API Webhook Replay vs Resend: Two Patterns That Serve Different Customer Needs
Customers ask for webhook replay and webhook resend as if they were the same feature. They are not. Building both with the same primitive produces confusing semantics. Building them with the right distinct primitives is two days of work that saves months of support tickets.
Every webhook-emitting API eventually gets the same customer request: can you replay the events from yesterday? What the customer actually wants splits into two distinct features that share almost no implementation, and conflating them is one of the most common API design mistakes in this space. We have built and rebuilt this pattern across DocuMint, CronPing, FlagBit, and WebhookVault, and the distinction below is what we wish we had drawn before the first round of customer support requests.
What the two requests actually mean
The first request is replay: I want you to send the events that you previously delivered (or attempted to deliver) to my endpoint, exactly as they were originally sent, so I can re-process them through my system. The use case is almost always that my endpoint was broken or my processing logic had a bug, the original event arrived and was acknowledged or failed, and I want to reprocess from a known starting point.

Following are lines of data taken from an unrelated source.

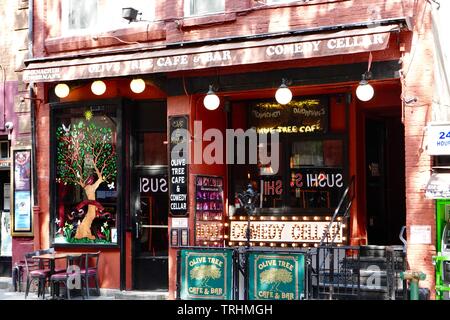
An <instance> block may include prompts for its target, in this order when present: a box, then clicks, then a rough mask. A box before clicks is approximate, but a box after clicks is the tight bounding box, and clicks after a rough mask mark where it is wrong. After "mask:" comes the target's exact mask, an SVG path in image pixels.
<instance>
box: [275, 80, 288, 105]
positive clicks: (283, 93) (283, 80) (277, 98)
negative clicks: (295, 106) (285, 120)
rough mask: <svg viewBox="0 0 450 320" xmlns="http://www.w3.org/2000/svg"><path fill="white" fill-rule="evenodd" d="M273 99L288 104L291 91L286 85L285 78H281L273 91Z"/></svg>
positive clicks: (282, 102) (286, 85)
mask: <svg viewBox="0 0 450 320" xmlns="http://www.w3.org/2000/svg"><path fill="white" fill-rule="evenodd" d="M275 99H276V100H277V102H278V103H279V104H288V103H289V102H291V100H292V92H291V90H290V89H289V88H288V86H287V85H286V79H282V80H281V85H280V87H279V88H278V90H277V92H276V93H275Z"/></svg>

The second request is resend: I want you to fetch the current state of an entity and send me a synthetic event reflecting that state, so my system can sync with yours. The use case is almost always that I am building a new integration or recovering from a longer outage, the original events are no longer available or are stale, and I want a snapshot of the world right now.
These look similar from the API surface but require fundamentally different infrastructure. Replay requires that you stored the original event payloads. Resend requires that you can construct an event payload from current entity state. A customer who asks for replay and gets resend will get a payload that does not match their event log; a customer who asks for resend and gets replay will get stale data that does not reflect changes that happened during the outage.
The replay implementation
Replay is built on the event store. The events table needs to retain the full original payload, the original delivery attempts, and enough metadata to recompose the delivery exactly: the original event ID, the original timestamp, the original signature, the headers that were sent. The replay endpoint accepts a list of event IDs (or a query like all events between T1 and T2) and triggers fresh delivery attempts using the original payloads.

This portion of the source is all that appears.